Is My Vagina Broken?

Broken Vagina-What Now? 

Contributor – Ava Marques

A vagina is a beautiful thing! I like to look at it as an ecosystem of delicate checks and balances, a facilitator and giver of life, joy, pleasure- a major representation of womanhood. But what if your vagina becomes broken? What would you do then?

By broken, I mean changes that physically alter what a woman deems as the previous natural functioning. I never realized how many possible things that women can go up against. Of course, we are well aware of the usual suspects like the yeast or bacterial infections, STDs or cancer but how often as a society do we focus on other life changing complications. Conditions such as vaginal or urinary prolapse, endometriosis, PCOS, genital mutilation or other conditions like these which can easily negatively affect how  women perceive themselves in this penis driven society. 

Before today, I had never considered what it would feel like to be broken down there. And as I lay on the Ob/Gyn’s table, legs in stirrups and fanny to the wind I had my first experience with feeling incomplete. My thoughts were merely consumed with whether or not I would pass the whiff test or oddly enough whether the doctor would appreciate my lackluster attempt at a ladyscape. However, I heard words that changed my view of my treasured lady parts: “Did you know your cervix is torn and badly so?I froze.

It must have been from giving birth to my two children, after all, both were products of forceps births. My body went cold. Why didn’t I have this information before? Maybe it could have been fixed. So many questions raced through my mind. How would this affect me in the long run? 


What now?

My first reaction: to consider how it may affect my sex life, my intimacy with my partner or affect my  ability to carry another child to term or even have a vaginal birth, if I chose to venture down that path again. But being the thinker I am, my mind then drifted to other ladies out there who have or who may at some point in time, receive negative news about the state of their vaginas.

Then I remembered I am not alone. 

Coming to Grips with it.

I was scolded by a good friend when I announced “my vagina is broken!” He could not understand my use of the term. In my mind I questioned: Why can a finger, a car, a toy or even a penis be broken? Giving rise to a great measure of concern to the parties involved, but why then did this seem like a far fetched concept for him? Are women not allowed to feel the grief of brokenness too!
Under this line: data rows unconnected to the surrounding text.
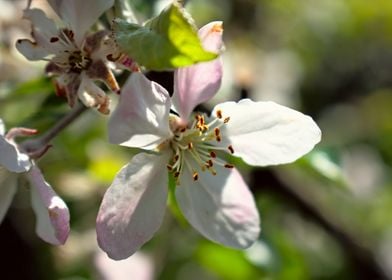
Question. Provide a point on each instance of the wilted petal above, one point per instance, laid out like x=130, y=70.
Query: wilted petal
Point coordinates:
x=80, y=15
x=43, y=29
x=141, y=117
x=51, y=212
x=11, y=158
x=133, y=207
x=8, y=184
x=220, y=207
x=265, y=133
x=199, y=83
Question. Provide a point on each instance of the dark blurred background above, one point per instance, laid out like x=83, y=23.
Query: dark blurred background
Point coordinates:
x=326, y=216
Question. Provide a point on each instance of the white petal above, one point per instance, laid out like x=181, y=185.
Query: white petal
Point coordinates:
x=11, y=158
x=140, y=266
x=43, y=30
x=200, y=82
x=51, y=212
x=80, y=14
x=265, y=133
x=133, y=207
x=220, y=207
x=141, y=118
x=8, y=185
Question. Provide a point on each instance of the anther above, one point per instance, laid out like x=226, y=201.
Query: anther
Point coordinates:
x=54, y=39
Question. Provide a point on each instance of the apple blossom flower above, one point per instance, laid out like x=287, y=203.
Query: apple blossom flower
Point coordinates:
x=52, y=214
x=210, y=191
x=77, y=58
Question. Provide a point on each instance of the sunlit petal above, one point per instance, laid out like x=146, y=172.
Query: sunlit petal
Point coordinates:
x=141, y=118
x=80, y=15
x=51, y=212
x=220, y=207
x=133, y=207
x=11, y=158
x=265, y=133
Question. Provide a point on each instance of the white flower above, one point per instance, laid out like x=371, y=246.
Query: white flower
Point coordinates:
x=210, y=192
x=51, y=212
x=77, y=59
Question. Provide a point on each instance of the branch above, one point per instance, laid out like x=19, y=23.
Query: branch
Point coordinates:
x=362, y=259
x=42, y=143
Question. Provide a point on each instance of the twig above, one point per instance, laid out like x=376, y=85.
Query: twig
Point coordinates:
x=40, y=143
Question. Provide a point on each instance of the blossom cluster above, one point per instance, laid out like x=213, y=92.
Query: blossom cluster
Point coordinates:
x=194, y=148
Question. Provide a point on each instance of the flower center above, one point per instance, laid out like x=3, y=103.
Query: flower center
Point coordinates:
x=68, y=55
x=197, y=145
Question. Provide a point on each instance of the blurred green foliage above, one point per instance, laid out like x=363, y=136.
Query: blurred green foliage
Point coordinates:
x=326, y=216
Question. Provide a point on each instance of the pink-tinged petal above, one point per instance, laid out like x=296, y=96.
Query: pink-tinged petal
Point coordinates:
x=133, y=207
x=51, y=212
x=200, y=82
x=43, y=31
x=140, y=266
x=80, y=14
x=265, y=133
x=141, y=118
x=220, y=207
x=11, y=158
x=8, y=185
x=2, y=128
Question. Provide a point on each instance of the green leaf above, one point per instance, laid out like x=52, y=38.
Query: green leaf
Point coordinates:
x=167, y=41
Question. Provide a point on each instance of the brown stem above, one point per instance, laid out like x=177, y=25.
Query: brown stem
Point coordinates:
x=37, y=144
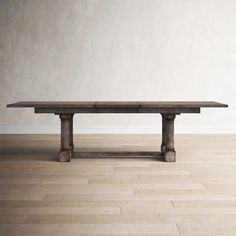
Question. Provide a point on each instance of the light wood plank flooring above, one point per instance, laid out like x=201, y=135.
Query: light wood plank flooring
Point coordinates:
x=118, y=195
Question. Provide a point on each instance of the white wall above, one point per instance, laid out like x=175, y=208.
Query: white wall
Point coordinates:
x=118, y=50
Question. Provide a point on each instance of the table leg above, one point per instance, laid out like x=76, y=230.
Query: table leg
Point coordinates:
x=71, y=133
x=169, y=150
x=65, y=152
x=163, y=143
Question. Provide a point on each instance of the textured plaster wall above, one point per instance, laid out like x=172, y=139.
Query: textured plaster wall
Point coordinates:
x=118, y=50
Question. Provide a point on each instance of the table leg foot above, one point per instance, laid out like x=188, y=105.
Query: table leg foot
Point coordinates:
x=170, y=156
x=65, y=156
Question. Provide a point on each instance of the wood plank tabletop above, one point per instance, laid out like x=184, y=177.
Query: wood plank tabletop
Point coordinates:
x=117, y=104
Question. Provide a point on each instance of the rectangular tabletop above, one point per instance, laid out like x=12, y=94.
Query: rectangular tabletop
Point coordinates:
x=117, y=106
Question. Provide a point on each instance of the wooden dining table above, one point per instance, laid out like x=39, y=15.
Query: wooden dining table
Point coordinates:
x=66, y=110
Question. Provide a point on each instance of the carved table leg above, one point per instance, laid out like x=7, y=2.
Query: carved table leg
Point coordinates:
x=65, y=152
x=71, y=133
x=169, y=150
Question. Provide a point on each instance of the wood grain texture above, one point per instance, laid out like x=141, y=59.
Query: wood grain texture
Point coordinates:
x=118, y=195
x=117, y=106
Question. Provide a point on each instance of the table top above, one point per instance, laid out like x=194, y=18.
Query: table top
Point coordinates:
x=117, y=104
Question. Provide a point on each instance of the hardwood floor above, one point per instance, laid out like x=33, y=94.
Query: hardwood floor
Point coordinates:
x=118, y=195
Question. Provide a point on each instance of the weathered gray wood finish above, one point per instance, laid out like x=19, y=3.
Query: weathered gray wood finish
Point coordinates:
x=66, y=111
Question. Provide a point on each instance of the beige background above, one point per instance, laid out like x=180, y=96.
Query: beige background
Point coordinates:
x=118, y=50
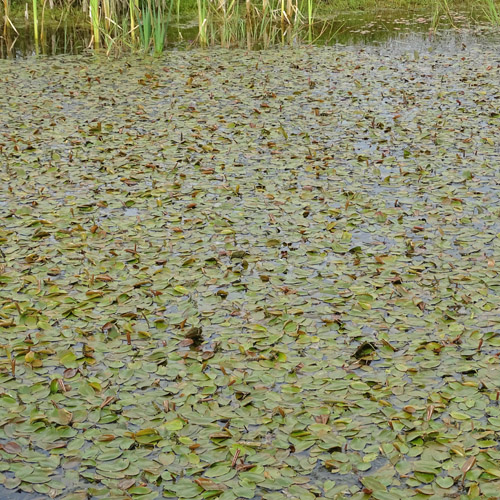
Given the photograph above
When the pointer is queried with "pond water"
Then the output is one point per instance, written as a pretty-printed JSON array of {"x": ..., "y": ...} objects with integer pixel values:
[
  {"x": 361, "y": 27},
  {"x": 258, "y": 273}
]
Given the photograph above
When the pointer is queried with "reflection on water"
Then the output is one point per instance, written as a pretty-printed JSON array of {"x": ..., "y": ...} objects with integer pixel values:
[{"x": 342, "y": 28}]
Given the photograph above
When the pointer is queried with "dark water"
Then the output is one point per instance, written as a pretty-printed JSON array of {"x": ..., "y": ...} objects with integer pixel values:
[{"x": 342, "y": 28}]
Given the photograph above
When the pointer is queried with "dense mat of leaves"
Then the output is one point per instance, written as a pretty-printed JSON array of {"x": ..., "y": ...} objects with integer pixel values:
[{"x": 268, "y": 275}]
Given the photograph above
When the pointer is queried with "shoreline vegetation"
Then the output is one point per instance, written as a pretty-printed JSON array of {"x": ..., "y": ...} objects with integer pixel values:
[{"x": 148, "y": 25}]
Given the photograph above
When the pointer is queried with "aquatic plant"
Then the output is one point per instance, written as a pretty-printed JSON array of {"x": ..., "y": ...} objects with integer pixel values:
[{"x": 492, "y": 12}]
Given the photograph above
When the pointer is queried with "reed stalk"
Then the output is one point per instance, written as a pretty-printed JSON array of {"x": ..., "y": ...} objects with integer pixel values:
[
  {"x": 202, "y": 22},
  {"x": 94, "y": 20},
  {"x": 35, "y": 22},
  {"x": 492, "y": 12}
]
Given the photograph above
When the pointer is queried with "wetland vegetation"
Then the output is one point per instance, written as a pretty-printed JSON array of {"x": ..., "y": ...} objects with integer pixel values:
[{"x": 250, "y": 274}]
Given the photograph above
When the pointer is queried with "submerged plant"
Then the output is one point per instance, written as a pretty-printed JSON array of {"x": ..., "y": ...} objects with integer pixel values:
[{"x": 492, "y": 12}]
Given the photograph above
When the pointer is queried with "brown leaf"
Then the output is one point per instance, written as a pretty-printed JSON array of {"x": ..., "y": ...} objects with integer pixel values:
[
  {"x": 468, "y": 464},
  {"x": 12, "y": 448}
]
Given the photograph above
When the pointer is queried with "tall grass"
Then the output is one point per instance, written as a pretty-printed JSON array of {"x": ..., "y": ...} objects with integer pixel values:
[
  {"x": 252, "y": 23},
  {"x": 492, "y": 12},
  {"x": 94, "y": 21}
]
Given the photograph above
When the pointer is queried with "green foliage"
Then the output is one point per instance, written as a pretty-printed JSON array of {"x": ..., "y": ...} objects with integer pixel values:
[{"x": 236, "y": 274}]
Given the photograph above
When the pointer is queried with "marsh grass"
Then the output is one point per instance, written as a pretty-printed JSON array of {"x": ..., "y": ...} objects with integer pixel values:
[
  {"x": 144, "y": 24},
  {"x": 153, "y": 26}
]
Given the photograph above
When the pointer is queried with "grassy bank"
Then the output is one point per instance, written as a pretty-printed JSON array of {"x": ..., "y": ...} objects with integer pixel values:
[{"x": 144, "y": 24}]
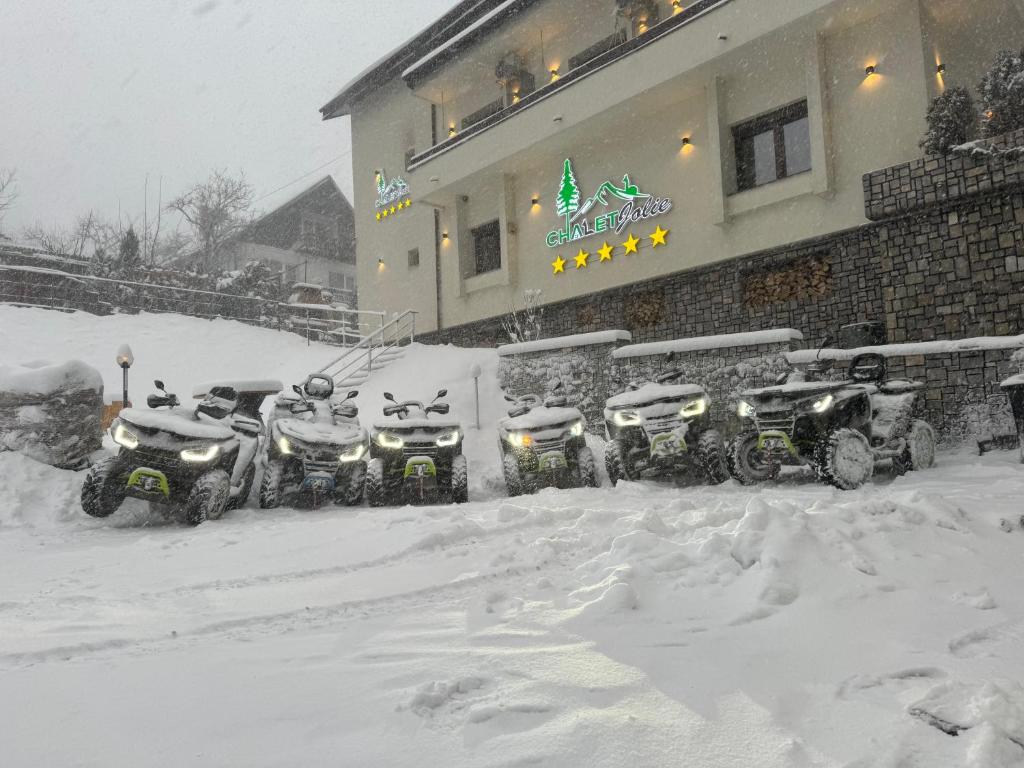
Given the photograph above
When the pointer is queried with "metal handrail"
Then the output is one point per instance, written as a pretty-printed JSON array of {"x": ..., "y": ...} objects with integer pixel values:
[{"x": 371, "y": 347}]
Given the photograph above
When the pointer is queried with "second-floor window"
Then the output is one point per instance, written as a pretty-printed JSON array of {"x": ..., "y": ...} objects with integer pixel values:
[
  {"x": 772, "y": 146},
  {"x": 487, "y": 247}
]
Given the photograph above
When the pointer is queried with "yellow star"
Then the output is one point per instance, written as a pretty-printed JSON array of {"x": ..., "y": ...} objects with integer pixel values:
[{"x": 657, "y": 239}]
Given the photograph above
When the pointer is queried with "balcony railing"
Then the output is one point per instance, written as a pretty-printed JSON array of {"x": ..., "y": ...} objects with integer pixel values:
[{"x": 585, "y": 69}]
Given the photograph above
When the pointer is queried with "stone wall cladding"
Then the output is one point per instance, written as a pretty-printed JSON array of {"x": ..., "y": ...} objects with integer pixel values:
[{"x": 585, "y": 373}]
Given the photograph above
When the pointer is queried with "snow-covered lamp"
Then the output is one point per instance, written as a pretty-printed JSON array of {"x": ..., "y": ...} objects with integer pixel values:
[{"x": 125, "y": 359}]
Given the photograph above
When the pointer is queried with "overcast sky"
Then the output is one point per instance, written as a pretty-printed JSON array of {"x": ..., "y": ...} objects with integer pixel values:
[{"x": 95, "y": 94}]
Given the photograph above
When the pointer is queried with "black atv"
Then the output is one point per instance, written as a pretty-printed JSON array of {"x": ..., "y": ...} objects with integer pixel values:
[
  {"x": 543, "y": 444},
  {"x": 839, "y": 428},
  {"x": 415, "y": 458},
  {"x": 201, "y": 461},
  {"x": 663, "y": 429}
]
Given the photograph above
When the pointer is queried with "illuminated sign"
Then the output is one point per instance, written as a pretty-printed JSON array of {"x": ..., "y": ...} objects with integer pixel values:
[
  {"x": 592, "y": 216},
  {"x": 392, "y": 197}
]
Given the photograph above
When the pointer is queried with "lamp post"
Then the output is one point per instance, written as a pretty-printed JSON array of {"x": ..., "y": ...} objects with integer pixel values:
[{"x": 125, "y": 359}]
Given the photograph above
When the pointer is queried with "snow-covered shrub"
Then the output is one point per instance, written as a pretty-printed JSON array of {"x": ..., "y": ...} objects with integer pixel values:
[
  {"x": 1001, "y": 93},
  {"x": 951, "y": 120}
]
Why are these ladies’ issues not acknowledged and discussed with the same vigor as concerns related to men’s erectile dysfunction? 

The Good News

Broken things can be fixed! In my battle with coming to terms with the changes in my body, I quickly realised that the struggle I am having is more of an emotional state. But, the good news is women no longer have to struggle alone in silence. Modern medicine has come a long way with medical interventions which can assist with physical trauma. And as for the emotional despair of feeling broken, that too can be addressed with the help from professionals and support from loved ones who care enough to give the time to grieve without judgement.

The onus is also on society to be armed with knowledge concerning women’s health issues and rally around our women with support.